Several developments in the past 24 hours fueled doubts about Rambus' future prospects, Peck said.

Comments by Rambus executives in a Tuesday conference call that asserted broad rights to DRAM licensing payments cut two ways, Peck said. On the one hand, they raised the prospect of greater licensing income growth but also sparked concerns about the cost of litigation to assert those rights, he said.

Some analysts also found reason to worry about Rambus when they listed to an Intel Corp. (INTC) conference call Tuesday. Peck and Joseph Osha, an analyst with Merrill Lynch & Co., heard a note of equivocation about Intel's commitment to use Rambus technology in comments by an Intel executive during the conference call Tuesday.

License payments from makers of the main memories for personal computers are important in Rambus' business strategy, and penetration of that market depends on Intel's cooperation to develop chip specifications, according to Rambus' securities filings.

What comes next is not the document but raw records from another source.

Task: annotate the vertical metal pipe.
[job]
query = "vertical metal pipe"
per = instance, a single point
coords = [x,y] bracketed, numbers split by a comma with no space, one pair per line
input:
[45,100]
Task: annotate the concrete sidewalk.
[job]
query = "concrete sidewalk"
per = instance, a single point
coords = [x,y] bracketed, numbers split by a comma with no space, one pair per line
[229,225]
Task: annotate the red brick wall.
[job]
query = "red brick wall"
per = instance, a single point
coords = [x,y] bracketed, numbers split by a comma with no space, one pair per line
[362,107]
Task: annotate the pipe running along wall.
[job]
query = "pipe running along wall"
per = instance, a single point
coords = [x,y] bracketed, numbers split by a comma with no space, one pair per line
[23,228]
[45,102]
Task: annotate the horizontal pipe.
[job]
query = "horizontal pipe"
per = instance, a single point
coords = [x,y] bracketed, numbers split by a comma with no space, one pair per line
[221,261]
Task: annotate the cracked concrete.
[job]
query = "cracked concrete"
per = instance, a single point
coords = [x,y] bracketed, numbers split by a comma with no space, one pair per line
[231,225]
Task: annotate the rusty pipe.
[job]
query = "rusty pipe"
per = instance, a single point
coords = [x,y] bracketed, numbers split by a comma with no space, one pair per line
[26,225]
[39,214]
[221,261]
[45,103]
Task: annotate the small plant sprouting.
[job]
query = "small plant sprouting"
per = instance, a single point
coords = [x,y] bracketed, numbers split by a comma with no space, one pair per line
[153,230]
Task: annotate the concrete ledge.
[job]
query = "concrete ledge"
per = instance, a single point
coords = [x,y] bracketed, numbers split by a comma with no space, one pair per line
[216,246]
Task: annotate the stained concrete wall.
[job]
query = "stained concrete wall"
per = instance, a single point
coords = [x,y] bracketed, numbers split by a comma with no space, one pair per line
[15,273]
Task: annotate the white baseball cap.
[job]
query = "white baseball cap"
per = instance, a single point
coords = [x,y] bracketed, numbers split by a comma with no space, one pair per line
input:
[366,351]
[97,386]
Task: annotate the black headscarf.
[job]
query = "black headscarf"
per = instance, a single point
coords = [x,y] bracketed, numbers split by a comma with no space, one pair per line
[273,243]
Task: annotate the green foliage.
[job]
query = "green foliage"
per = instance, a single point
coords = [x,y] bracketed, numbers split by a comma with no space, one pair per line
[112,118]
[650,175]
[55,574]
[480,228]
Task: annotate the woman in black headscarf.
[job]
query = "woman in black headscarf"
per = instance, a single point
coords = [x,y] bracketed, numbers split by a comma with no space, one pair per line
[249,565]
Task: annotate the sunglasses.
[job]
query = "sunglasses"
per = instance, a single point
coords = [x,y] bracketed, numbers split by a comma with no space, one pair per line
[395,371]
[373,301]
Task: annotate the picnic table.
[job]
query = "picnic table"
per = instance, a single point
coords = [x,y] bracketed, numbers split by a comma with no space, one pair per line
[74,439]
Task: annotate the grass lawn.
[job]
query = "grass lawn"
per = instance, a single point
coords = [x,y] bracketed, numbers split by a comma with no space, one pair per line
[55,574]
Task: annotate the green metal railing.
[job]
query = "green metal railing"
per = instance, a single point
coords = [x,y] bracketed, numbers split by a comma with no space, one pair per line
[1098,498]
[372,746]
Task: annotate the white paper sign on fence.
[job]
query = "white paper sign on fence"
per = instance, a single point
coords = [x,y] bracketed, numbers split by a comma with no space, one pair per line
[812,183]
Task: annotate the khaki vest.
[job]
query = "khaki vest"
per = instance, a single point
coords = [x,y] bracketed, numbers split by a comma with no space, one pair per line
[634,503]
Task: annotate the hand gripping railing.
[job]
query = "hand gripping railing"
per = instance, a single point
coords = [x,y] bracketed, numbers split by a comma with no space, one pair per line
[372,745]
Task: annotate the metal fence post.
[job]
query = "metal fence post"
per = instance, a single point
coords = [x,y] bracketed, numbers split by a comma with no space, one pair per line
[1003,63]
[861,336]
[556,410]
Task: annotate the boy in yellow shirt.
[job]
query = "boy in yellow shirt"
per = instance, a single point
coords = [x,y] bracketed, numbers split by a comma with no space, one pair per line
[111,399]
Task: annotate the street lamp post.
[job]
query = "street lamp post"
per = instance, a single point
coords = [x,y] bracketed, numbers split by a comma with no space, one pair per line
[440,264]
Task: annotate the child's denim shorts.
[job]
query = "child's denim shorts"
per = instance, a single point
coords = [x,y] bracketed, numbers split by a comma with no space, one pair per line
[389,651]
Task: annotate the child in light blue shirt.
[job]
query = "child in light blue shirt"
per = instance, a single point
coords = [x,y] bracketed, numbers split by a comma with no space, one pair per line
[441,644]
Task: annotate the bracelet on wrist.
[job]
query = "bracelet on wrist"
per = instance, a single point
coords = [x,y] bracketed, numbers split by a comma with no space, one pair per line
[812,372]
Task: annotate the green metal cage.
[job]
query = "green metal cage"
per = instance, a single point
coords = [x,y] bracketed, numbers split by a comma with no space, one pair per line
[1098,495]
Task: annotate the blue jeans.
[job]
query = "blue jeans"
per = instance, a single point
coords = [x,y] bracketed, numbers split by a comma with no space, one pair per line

Paul Otellini, an Intel design executive, said Tuesday that Intel could in the future evaluate non-Rambus technologies for use in the memories of lower-price-point personal computers, an Intel spokesman said. "Rambus continues to be our primary memory DRAM technology ... for desk-top processors," the spokesman said. "The position hasn't changed."

Mark Edelstone, an analyst for Morgan Stanley Dean Witter, said concerns about Rambus' future licensing revenue are unfounded. The company has intellectual property rights that will ensure that it receives licensing revenue even if other technologies are used by Intel and other chipmakers, he said. Wednesday's stock price decline reflected broad weakness in the stock prices of semiconductor companies, he said.

SG Cowen's Peck and Merrill's Osha also cited another piece of potential bad news for Rambus: a report published by Electronic Buyers' News Tuesday that Via Technologies Inc., a Taiwanese chip maker, plans chipsets to support Intel's next-generation Willamette processor. So far, only chipsets based on Rambus technology have been licensed by Intel for use with the Willamette, the magazine said.



To: Don Green who wrote (47552)7/19/2000 6:24:41 PM
From: richard surckla  Respond to of 93625
 
Gee Don, You don't have to beat Scumbria to death with your charts! He's only capable of calculations day by day and hour by hour. When he sees charts going out for months he becomes confused and starts to babel.